3. Performance Metrics: You wouldn’t consider managing assets without meaningful success measurements, a reliable method of tracking results and a compelling way to report those results to interested stakeholders, right? So, if it works for portfolio management, it also works for managing your business. Identify the data points you most care about that gauge the firm’s financial health, asset flows, and the degree to which the firm is expanding its reach in the community, in the minds of local professionals, and in the hearts of your best clients. You’ll need to help the team develop procedures to gather the data systematically, and you’ll want a tool that enables you to monitor this “report card.”

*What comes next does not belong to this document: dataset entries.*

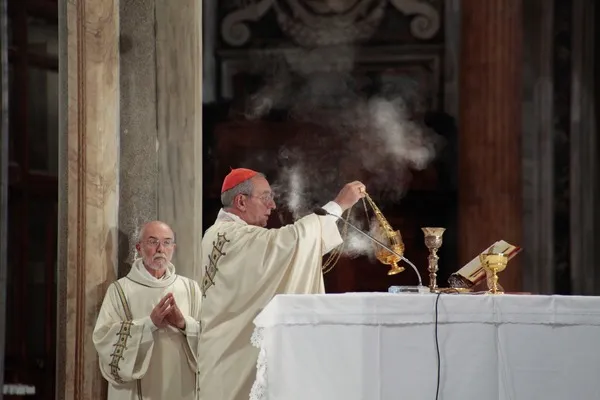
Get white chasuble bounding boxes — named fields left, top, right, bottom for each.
left=93, top=260, right=202, bottom=400
left=198, top=202, right=343, bottom=400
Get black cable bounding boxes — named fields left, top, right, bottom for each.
left=434, top=292, right=442, bottom=400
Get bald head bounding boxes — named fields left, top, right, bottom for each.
left=137, top=221, right=174, bottom=243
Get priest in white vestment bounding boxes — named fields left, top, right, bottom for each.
left=93, top=221, right=202, bottom=400
left=198, top=168, right=366, bottom=400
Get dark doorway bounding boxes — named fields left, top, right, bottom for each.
left=3, top=0, right=58, bottom=398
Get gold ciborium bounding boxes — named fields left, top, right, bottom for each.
left=422, top=227, right=445, bottom=291
left=479, top=252, right=508, bottom=294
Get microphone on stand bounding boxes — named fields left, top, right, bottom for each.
left=314, top=207, right=425, bottom=288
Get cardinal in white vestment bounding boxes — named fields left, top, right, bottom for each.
left=93, top=221, right=202, bottom=400
left=198, top=168, right=366, bottom=400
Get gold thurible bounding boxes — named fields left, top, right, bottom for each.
left=363, top=193, right=405, bottom=275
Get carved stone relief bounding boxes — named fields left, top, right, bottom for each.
left=218, top=47, right=441, bottom=112
left=221, top=0, right=440, bottom=47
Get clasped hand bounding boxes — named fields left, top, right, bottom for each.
left=150, top=293, right=185, bottom=330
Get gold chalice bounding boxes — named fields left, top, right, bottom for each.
left=422, top=228, right=445, bottom=291
left=479, top=252, right=508, bottom=294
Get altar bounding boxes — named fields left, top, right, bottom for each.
left=250, top=293, right=600, bottom=400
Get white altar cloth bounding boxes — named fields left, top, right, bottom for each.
left=250, top=293, right=600, bottom=400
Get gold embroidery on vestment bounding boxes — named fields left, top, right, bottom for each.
left=202, top=233, right=229, bottom=297
left=109, top=321, right=133, bottom=383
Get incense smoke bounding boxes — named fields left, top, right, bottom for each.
left=242, top=47, right=443, bottom=257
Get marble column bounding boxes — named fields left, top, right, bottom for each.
left=118, top=0, right=160, bottom=277
left=458, top=0, right=523, bottom=292
left=119, top=0, right=203, bottom=281
left=57, top=0, right=120, bottom=399
left=155, top=0, right=203, bottom=281
left=58, top=0, right=203, bottom=398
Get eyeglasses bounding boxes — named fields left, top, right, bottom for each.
left=143, top=239, right=175, bottom=248
left=245, top=192, right=276, bottom=203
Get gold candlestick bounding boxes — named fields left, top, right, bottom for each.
left=422, top=227, right=446, bottom=292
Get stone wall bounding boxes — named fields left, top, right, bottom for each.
left=56, top=0, right=202, bottom=398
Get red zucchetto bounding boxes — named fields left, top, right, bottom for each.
left=221, top=168, right=259, bottom=193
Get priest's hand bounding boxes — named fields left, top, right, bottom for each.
left=334, top=181, right=367, bottom=211
left=150, top=294, right=174, bottom=329
left=165, top=295, right=186, bottom=330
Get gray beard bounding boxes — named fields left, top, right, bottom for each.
left=144, top=258, right=167, bottom=271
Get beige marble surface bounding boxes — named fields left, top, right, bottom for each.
left=118, top=0, right=203, bottom=282
left=156, top=0, right=203, bottom=282
left=59, top=0, right=120, bottom=398
left=58, top=1, right=203, bottom=399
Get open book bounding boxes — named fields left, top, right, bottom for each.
left=448, top=240, right=522, bottom=289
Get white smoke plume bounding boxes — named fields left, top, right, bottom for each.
left=367, top=98, right=436, bottom=170
left=280, top=164, right=308, bottom=220
left=241, top=48, right=443, bottom=257
left=338, top=212, right=383, bottom=259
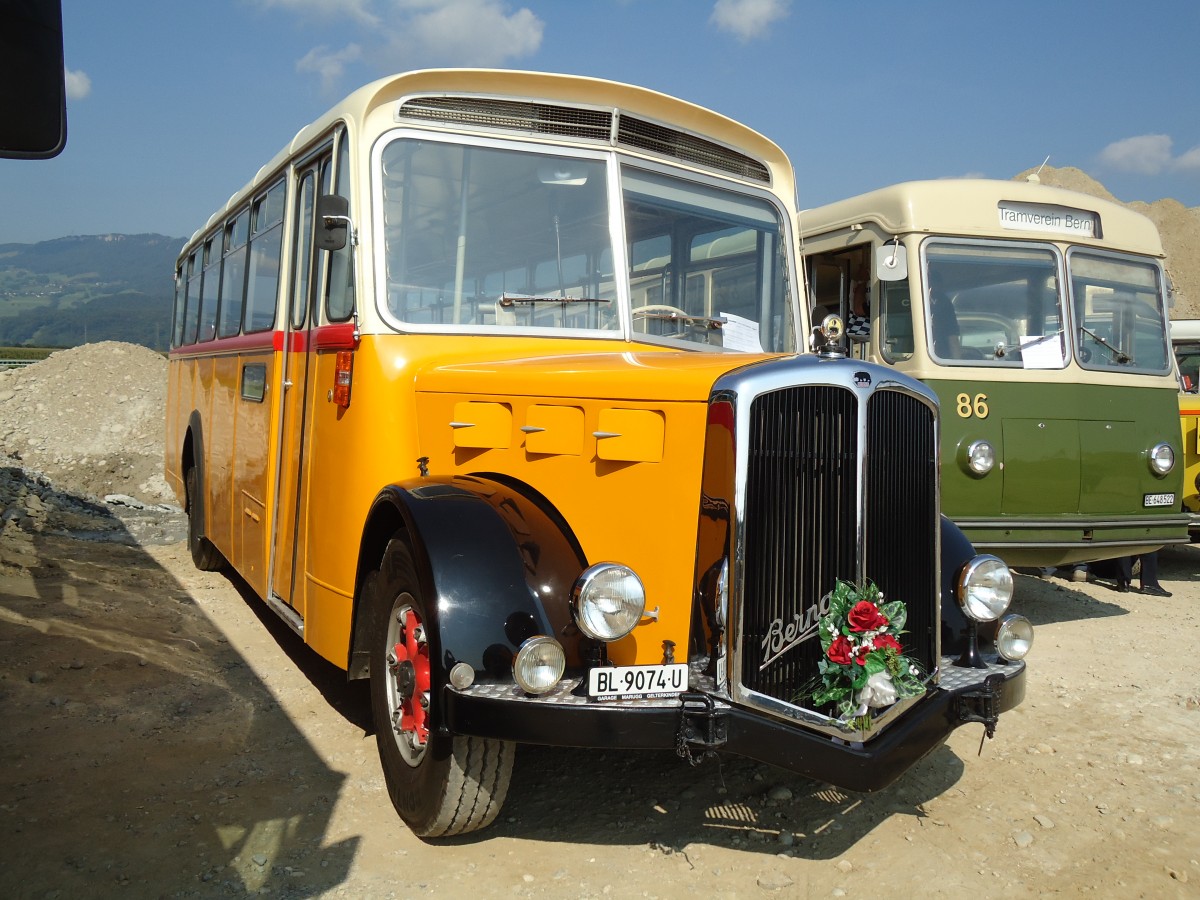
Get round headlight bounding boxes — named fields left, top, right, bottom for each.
left=965, top=439, right=996, bottom=476
left=572, top=563, right=646, bottom=641
left=994, top=614, right=1034, bottom=661
left=1149, top=442, right=1175, bottom=476
left=513, top=636, right=565, bottom=695
left=957, top=554, right=1013, bottom=622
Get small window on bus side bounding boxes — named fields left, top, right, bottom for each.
left=245, top=179, right=285, bottom=333
left=197, top=236, right=222, bottom=342
left=217, top=211, right=249, bottom=338
left=171, top=263, right=186, bottom=347
left=290, top=170, right=316, bottom=330
left=182, top=251, right=203, bottom=345
left=325, top=136, right=354, bottom=323
left=879, top=281, right=914, bottom=362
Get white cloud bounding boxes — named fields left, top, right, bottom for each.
left=381, top=0, right=544, bottom=67
left=1098, top=134, right=1174, bottom=175
left=64, top=68, right=91, bottom=101
left=1175, top=144, right=1200, bottom=172
left=296, top=43, right=363, bottom=90
left=710, top=0, right=789, bottom=42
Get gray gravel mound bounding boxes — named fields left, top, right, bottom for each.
left=0, top=341, right=184, bottom=544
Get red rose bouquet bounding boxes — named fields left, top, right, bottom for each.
left=805, top=580, right=926, bottom=732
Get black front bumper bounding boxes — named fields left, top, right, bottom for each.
left=443, top=657, right=1025, bottom=792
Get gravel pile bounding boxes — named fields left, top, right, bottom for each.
left=0, top=341, right=185, bottom=544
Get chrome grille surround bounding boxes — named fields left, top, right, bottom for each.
left=700, top=356, right=941, bottom=742
left=395, top=95, right=772, bottom=184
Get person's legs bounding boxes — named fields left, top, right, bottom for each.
left=1138, top=552, right=1171, bottom=597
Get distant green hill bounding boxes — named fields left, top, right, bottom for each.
left=0, top=233, right=183, bottom=350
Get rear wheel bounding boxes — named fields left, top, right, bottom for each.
left=368, top=537, right=514, bottom=837
left=185, top=465, right=224, bottom=571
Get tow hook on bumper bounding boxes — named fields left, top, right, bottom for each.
left=956, top=673, right=1004, bottom=748
left=676, top=691, right=728, bottom=765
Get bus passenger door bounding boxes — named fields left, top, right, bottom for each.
left=271, top=154, right=328, bottom=613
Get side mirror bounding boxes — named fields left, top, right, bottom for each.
left=0, top=0, right=66, bottom=159
left=316, top=193, right=352, bottom=252
left=876, top=240, right=907, bottom=282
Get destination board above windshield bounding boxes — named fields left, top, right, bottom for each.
left=997, top=201, right=1100, bottom=238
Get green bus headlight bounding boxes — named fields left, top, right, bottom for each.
left=1148, top=442, right=1175, bottom=476
left=965, top=439, right=996, bottom=476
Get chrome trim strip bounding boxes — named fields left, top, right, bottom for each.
left=266, top=591, right=305, bottom=636
left=955, top=515, right=1190, bottom=529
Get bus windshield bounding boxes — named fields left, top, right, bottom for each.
left=924, top=241, right=1065, bottom=367
left=1068, top=250, right=1170, bottom=374
left=376, top=137, right=792, bottom=351
left=921, top=241, right=1170, bottom=373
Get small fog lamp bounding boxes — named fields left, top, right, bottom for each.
left=965, top=439, right=996, bottom=476
left=995, top=614, right=1034, bottom=661
left=513, top=636, right=565, bottom=695
left=957, top=554, right=1013, bottom=622
left=1148, top=442, right=1175, bottom=476
left=572, top=563, right=646, bottom=641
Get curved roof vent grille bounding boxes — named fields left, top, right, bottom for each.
left=397, top=96, right=771, bottom=184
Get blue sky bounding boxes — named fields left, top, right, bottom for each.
left=2, top=0, right=1198, bottom=245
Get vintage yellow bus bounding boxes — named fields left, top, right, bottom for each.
left=1169, top=318, right=1200, bottom=537
left=798, top=179, right=1188, bottom=568
left=166, top=70, right=1029, bottom=837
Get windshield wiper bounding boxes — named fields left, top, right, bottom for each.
left=1079, top=325, right=1132, bottom=364
left=498, top=292, right=608, bottom=306
left=632, top=309, right=726, bottom=330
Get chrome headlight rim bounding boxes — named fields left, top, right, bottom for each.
left=512, top=635, right=565, bottom=695
left=994, top=613, right=1034, bottom=661
left=964, top=439, right=996, bottom=476
left=571, top=562, right=646, bottom=642
left=1148, top=441, right=1175, bottom=476
left=956, top=554, right=1013, bottom=622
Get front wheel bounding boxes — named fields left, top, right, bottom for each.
left=368, top=537, right=514, bottom=837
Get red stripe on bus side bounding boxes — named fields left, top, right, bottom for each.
left=169, top=323, right=359, bottom=358
left=169, top=331, right=278, bottom=358
left=312, top=322, right=359, bottom=351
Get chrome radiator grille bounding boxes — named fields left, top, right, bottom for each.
left=738, top=385, right=937, bottom=708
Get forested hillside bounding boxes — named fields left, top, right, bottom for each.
left=0, top=233, right=181, bottom=350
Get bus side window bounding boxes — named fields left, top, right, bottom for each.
left=171, top=264, right=185, bottom=347
left=879, top=281, right=914, bottom=363
left=325, top=135, right=355, bottom=323
left=182, top=251, right=203, bottom=345
left=197, top=235, right=221, bottom=342
left=245, top=180, right=286, bottom=334
left=218, top=212, right=250, bottom=338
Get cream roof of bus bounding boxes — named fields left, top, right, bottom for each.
left=191, top=68, right=796, bottom=247
left=797, top=179, right=1164, bottom=258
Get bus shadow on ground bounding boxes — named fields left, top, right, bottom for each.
left=1010, top=571, right=1131, bottom=626
left=483, top=732, right=966, bottom=860
left=0, top=483, right=359, bottom=897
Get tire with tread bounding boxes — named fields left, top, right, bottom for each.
left=368, top=536, right=514, bottom=837
left=185, top=465, right=224, bottom=572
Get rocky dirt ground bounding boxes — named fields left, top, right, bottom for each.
left=1, top=344, right=1199, bottom=899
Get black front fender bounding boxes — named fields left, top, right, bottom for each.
left=357, top=475, right=589, bottom=684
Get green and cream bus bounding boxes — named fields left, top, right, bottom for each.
left=798, top=179, right=1188, bottom=567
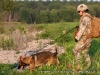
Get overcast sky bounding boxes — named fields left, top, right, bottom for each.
left=87, top=0, right=100, bottom=1
left=71, top=0, right=100, bottom=1
left=18, top=0, right=100, bottom=1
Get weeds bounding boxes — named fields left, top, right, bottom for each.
left=0, top=36, right=14, bottom=50
left=0, top=26, right=5, bottom=34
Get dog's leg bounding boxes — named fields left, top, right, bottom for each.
left=46, top=60, right=52, bottom=66
left=56, top=58, right=60, bottom=65
left=29, top=63, right=35, bottom=72
left=52, top=57, right=60, bottom=65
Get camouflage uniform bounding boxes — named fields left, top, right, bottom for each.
left=73, top=13, right=92, bottom=69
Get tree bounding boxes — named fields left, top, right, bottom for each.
left=36, top=9, right=50, bottom=23
left=19, top=7, right=31, bottom=23
left=1, top=0, right=14, bottom=22
left=50, top=9, right=59, bottom=23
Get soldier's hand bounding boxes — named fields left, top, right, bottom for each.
left=63, top=30, right=66, bottom=34
left=76, top=26, right=79, bottom=28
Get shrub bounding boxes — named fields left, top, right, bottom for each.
left=0, top=26, right=5, bottom=34
left=36, top=25, right=46, bottom=30
left=0, top=36, right=14, bottom=50
left=13, top=24, right=27, bottom=34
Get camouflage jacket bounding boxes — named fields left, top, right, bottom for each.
left=75, top=13, right=92, bottom=41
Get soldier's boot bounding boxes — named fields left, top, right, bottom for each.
left=82, top=49, right=91, bottom=69
left=76, top=64, right=83, bottom=71
left=84, top=54, right=91, bottom=70
left=75, top=53, right=83, bottom=71
left=86, top=55, right=91, bottom=65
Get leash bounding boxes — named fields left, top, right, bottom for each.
left=34, top=44, right=49, bottom=53
left=55, top=26, right=77, bottom=42
left=33, top=26, right=77, bottom=53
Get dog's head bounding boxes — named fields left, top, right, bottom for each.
left=18, top=56, right=27, bottom=70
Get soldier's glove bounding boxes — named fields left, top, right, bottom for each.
left=75, top=26, right=79, bottom=31
left=75, top=39, right=78, bottom=42
left=63, top=30, right=66, bottom=34
left=76, top=26, right=79, bottom=28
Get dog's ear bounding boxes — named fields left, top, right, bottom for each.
left=20, top=56, right=24, bottom=61
left=55, top=44, right=58, bottom=50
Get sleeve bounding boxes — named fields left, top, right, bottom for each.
left=75, top=17, right=89, bottom=40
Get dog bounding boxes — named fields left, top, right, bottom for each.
left=18, top=47, right=59, bottom=72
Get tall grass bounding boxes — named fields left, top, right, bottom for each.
left=0, top=22, right=100, bottom=75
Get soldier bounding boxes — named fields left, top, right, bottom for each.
left=73, top=4, right=92, bottom=70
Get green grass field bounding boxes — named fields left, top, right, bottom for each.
left=0, top=22, right=100, bottom=75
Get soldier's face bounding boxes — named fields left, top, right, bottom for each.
left=78, top=11, right=84, bottom=16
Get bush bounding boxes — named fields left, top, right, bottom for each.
left=11, top=23, right=27, bottom=34
left=0, top=36, right=14, bottom=50
left=0, top=26, right=5, bottom=34
left=38, top=31, right=50, bottom=39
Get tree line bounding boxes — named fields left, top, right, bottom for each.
left=0, top=0, right=100, bottom=24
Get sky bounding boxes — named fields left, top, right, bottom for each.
left=66, top=0, right=100, bottom=1
left=88, top=0, right=100, bottom=1
left=16, top=0, right=100, bottom=1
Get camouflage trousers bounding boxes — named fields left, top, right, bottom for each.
left=73, top=36, right=92, bottom=70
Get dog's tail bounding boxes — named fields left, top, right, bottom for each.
left=54, top=45, right=58, bottom=56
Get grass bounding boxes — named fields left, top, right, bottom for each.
left=0, top=22, right=100, bottom=75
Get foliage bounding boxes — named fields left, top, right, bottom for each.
left=0, top=26, right=5, bottom=34
left=0, top=23, right=27, bottom=50
left=1, top=0, right=14, bottom=11
left=19, top=7, right=31, bottom=23
left=1, top=0, right=15, bottom=22
left=36, top=22, right=78, bottom=45
left=13, top=23, right=27, bottom=34
left=0, top=36, right=14, bottom=50
left=36, top=24, right=46, bottom=30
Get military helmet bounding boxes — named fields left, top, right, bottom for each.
left=77, top=4, right=88, bottom=11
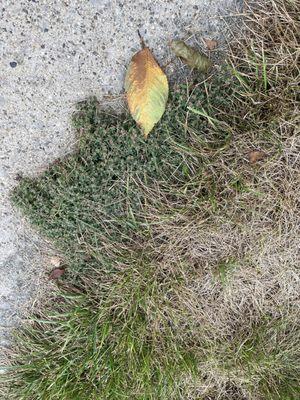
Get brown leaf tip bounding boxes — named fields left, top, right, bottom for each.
left=49, top=268, right=65, bottom=280
left=203, top=38, right=218, bottom=51
left=248, top=150, right=267, bottom=164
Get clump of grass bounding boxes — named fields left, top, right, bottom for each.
left=3, top=0, right=300, bottom=399
left=5, top=255, right=198, bottom=399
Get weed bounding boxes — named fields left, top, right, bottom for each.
left=12, top=73, right=235, bottom=276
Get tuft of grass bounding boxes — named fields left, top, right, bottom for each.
left=3, top=0, right=299, bottom=399
left=4, top=261, right=198, bottom=399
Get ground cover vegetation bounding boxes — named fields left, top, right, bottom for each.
left=2, top=1, right=299, bottom=399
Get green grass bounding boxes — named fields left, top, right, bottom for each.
left=3, top=0, right=300, bottom=399
left=7, top=74, right=240, bottom=399
left=7, top=264, right=197, bottom=399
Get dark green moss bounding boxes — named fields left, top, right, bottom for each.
left=12, top=74, right=235, bottom=273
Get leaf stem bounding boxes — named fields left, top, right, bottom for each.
left=137, top=30, right=146, bottom=49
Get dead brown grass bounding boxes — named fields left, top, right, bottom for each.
left=135, top=0, right=300, bottom=397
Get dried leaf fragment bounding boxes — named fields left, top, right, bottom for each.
left=49, top=268, right=65, bottom=280
left=125, top=47, right=169, bottom=137
left=170, top=40, right=212, bottom=72
left=248, top=150, right=266, bottom=164
left=49, top=256, right=61, bottom=268
left=203, top=38, right=218, bottom=51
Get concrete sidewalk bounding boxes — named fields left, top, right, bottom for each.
left=0, top=0, right=241, bottom=356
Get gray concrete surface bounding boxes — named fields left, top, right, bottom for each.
left=0, top=0, right=241, bottom=363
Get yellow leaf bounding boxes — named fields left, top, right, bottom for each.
left=171, top=40, right=212, bottom=72
left=125, top=47, right=169, bottom=137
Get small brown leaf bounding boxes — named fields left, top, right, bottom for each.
left=248, top=150, right=266, bottom=164
left=203, top=38, right=218, bottom=51
left=49, top=268, right=65, bottom=280
left=49, top=256, right=61, bottom=268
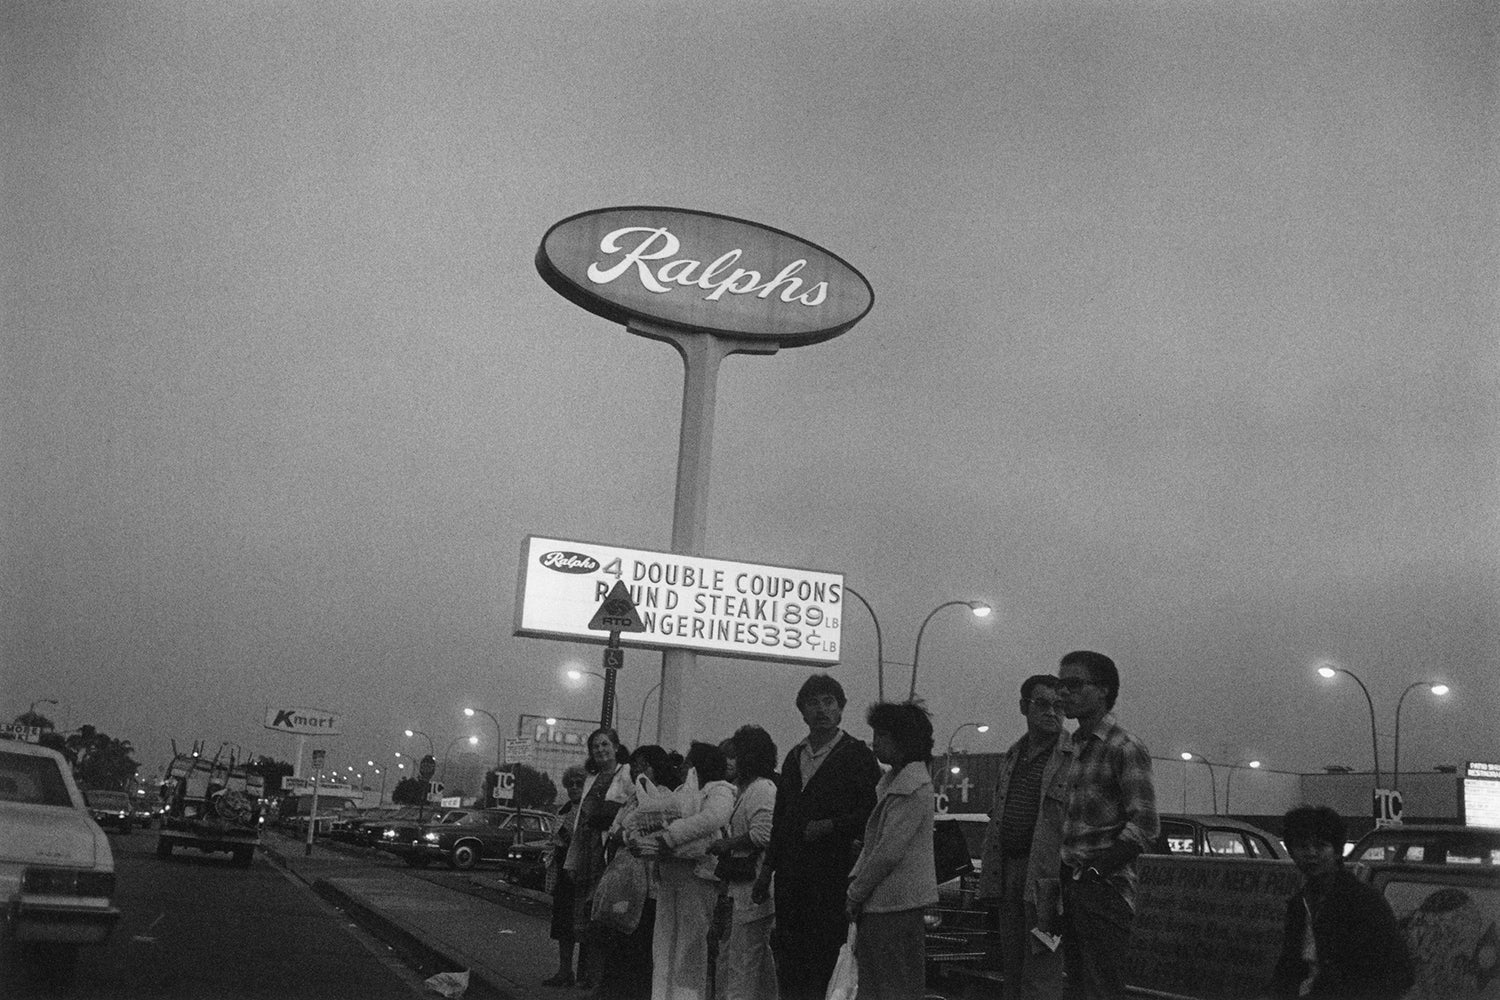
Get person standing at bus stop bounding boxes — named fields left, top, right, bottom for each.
left=754, top=674, right=880, bottom=1000
left=978, top=674, right=1073, bottom=1000
left=1056, top=650, right=1158, bottom=1000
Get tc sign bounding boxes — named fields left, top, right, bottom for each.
left=494, top=771, right=515, bottom=802
left=263, top=706, right=341, bottom=736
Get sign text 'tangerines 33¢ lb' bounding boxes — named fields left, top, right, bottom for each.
left=535, top=207, right=873, bottom=345
left=514, top=535, right=845, bottom=666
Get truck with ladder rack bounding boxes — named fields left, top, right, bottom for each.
left=155, top=742, right=262, bottom=866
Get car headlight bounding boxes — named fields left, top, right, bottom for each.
left=23, top=867, right=116, bottom=898
left=423, top=832, right=439, bottom=842
left=382, top=829, right=395, bottom=839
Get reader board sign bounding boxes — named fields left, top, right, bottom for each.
left=514, top=535, right=844, bottom=666
left=0, top=723, right=41, bottom=742
left=263, top=705, right=341, bottom=736
left=1463, top=761, right=1500, bottom=829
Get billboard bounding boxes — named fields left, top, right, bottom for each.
left=263, top=706, right=341, bottom=736
left=514, top=535, right=845, bottom=666
left=1462, top=761, right=1500, bottom=828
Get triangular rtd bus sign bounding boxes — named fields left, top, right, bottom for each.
left=587, top=580, right=647, bottom=633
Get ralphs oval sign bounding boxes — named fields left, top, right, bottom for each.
left=536, top=206, right=873, bottom=346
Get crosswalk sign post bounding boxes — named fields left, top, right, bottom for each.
left=588, top=581, right=646, bottom=731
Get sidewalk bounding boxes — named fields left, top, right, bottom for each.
left=260, top=831, right=560, bottom=999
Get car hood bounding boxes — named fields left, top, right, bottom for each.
left=1, top=803, right=109, bottom=869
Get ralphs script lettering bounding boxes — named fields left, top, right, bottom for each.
left=540, top=551, right=600, bottom=574
left=586, top=227, right=828, bottom=306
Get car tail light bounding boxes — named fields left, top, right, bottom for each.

Making It Work in the Real World

Advisors I work with generally excel at attracting and retaining clients, as well as at the technical aspects of investment management and financial planning. But with a handful of exceptions, they are indisposed to moving ideas into action. They would prefer to pour salt and lemon juice on an open wound rather than manage an implementation plan.

So, how do you solve for that? Here’s how: Advisors need to outsource the “get it done” part. Unless you’re one of those rare advisors who can bring home the bacon and fry it up in the pan, you need an implementation partner.

This is someone on your team (or a new hire) who is as gifted at planning ahead, prioritization, and seeing things through to completion as you are at landing the $2M prospect you just met. I genuinely believe this is the single most important thing you can do to convert your aspirations to real-world triumphs, to turn your business plan from an assemblage of pretty words into an actual roadmap your team will use to get to the destination you’ve been dreaming about.

I invite you to apply the same intellectual rigor, intention and follow-through to realizing your business ambitions as you do to managing portfolios.